Wednesday, September 29, 2010

Gally get outta my gut!!

So I fail...my attempt to be a regular blogger completely failed. No excuses, no analyzing this time...just failed. I'm okay with that!

So much has happened and not just life events, but actual change. Like the kind of change you constantly hope for or long for at times. For the first time in three years I feel like me...and not just the me I remember, but the best to date version of me and yet at the core just me.

The funny thing is...it took breaking my ankle to realize how out of shape and unhealthy I've been and give me the determination to do something about it, even have the patience to move slowly (not my usual style). Some of that patience was forced on me and I'm glad it was...somehow through all the time I've had to do nothing because at times there was nothing I could do...it helped me find myself again, of course I think God played a part in there too.

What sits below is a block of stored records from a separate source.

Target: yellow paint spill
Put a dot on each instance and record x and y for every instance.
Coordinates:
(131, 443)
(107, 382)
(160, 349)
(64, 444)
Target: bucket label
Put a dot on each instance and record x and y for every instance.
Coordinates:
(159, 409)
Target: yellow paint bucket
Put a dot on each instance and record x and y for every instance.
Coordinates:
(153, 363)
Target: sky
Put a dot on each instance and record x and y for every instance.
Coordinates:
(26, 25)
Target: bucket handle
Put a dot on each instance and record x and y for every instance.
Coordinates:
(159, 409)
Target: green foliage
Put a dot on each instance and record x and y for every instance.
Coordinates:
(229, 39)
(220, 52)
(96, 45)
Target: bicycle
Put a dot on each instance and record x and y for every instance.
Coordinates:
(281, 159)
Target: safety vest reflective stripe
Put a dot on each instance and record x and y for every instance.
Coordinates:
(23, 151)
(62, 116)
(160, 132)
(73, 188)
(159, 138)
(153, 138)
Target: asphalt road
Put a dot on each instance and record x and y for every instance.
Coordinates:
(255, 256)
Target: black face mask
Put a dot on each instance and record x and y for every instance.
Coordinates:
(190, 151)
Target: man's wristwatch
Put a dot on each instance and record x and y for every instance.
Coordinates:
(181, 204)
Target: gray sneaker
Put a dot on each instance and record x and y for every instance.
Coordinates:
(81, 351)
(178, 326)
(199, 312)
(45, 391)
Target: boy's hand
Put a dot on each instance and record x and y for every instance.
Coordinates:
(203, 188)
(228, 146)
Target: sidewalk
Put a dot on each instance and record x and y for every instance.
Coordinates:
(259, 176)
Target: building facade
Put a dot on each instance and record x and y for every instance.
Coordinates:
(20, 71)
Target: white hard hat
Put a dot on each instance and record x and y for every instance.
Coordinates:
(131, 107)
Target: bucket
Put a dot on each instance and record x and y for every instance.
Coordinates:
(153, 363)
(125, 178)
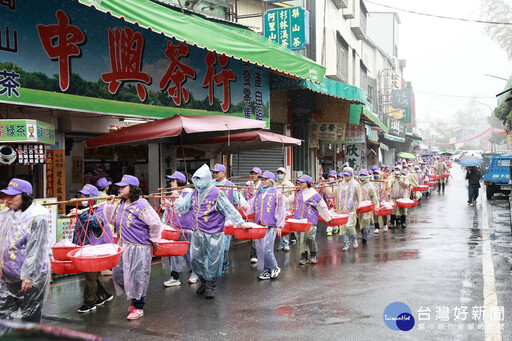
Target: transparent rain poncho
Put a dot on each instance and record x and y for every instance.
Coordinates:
(24, 249)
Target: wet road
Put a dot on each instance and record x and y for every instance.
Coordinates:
(442, 262)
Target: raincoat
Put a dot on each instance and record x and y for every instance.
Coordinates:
(24, 254)
(139, 226)
(207, 203)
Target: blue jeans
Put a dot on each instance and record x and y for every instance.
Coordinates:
(473, 192)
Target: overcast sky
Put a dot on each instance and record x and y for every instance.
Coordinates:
(447, 57)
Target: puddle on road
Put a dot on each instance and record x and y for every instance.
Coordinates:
(319, 312)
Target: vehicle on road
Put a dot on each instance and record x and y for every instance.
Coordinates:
(497, 178)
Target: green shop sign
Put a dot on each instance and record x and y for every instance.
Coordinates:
(31, 131)
(288, 27)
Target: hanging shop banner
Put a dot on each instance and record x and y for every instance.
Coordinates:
(356, 133)
(25, 130)
(327, 131)
(356, 155)
(76, 57)
(288, 27)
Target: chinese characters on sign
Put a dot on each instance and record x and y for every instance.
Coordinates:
(288, 27)
(327, 131)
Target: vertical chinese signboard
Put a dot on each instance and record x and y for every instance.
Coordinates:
(119, 64)
(288, 27)
(56, 176)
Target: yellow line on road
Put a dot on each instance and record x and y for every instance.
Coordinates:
(493, 327)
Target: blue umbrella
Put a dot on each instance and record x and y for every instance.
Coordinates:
(469, 162)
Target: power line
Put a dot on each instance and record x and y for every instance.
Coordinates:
(442, 16)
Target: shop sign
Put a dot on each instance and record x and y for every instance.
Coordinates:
(25, 130)
(356, 133)
(327, 131)
(56, 176)
(356, 155)
(120, 67)
(289, 27)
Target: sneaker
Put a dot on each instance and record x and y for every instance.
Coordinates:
(85, 308)
(172, 283)
(275, 272)
(102, 301)
(193, 279)
(135, 314)
(264, 275)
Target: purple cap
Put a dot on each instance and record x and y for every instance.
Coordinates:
(256, 170)
(128, 180)
(17, 186)
(103, 183)
(219, 168)
(89, 190)
(305, 178)
(178, 176)
(268, 175)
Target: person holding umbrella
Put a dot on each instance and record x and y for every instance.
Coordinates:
(474, 176)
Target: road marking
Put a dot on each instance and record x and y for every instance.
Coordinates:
(493, 330)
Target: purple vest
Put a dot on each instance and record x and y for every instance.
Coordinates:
(13, 244)
(307, 209)
(180, 220)
(106, 234)
(131, 228)
(207, 218)
(265, 207)
(229, 191)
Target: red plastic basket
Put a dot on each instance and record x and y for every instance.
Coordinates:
(299, 227)
(95, 264)
(171, 248)
(228, 230)
(171, 234)
(383, 211)
(366, 206)
(340, 219)
(405, 204)
(420, 188)
(253, 233)
(63, 267)
(60, 253)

So I'm feeling great...ankle is healing well (better than expected)...and then not a week after I met with a weight loss coach, made agreements with an accountability partner, and purchased a kitchen full of healthy food...my final and worst gallbladder attack hit me so hard I'm lucky to be alive. I say final attack because after surgery the doctor discovered that my organ was completely gangrene and that I was lucky it didn't burst or cause pancreatitus (which coincidentally a co-worker is recovering from, no bueno)! When I asked how long it would take to make it so infected, they said several years...now that I know what that attack is, I can trace the first time all the way back to sophomore year in college. I ate Taco Bell late at night and immediately felt so sick I thought I would die all night and then the next day felt fine...over the years I've had similar incidents that I just never put together and never went to a doctor for. Crazy! Moral of this story...call the nurse or go to the doctor when something isn't right!

What's crazier is that now that I don't have a gally (coined by Rachie btw) I have to get used to a new digestive system and get this...can't eat fatty or greasy food unless I want to feel bad for a day or so...HA! And I have energy now so that I actually want to exercise, even though all I can do is walk, I honestly can't wait to.

It's been fantastic to be recovering at home and have the time to catch up with friends and family and remember what's important and mostly to just be able to reflect and realize how wonderful and precious my life really is and how grateful and blessed I am to have and know some of the best people on the planet.

I'm not going to make any promises about keeping up with this...but this was nice!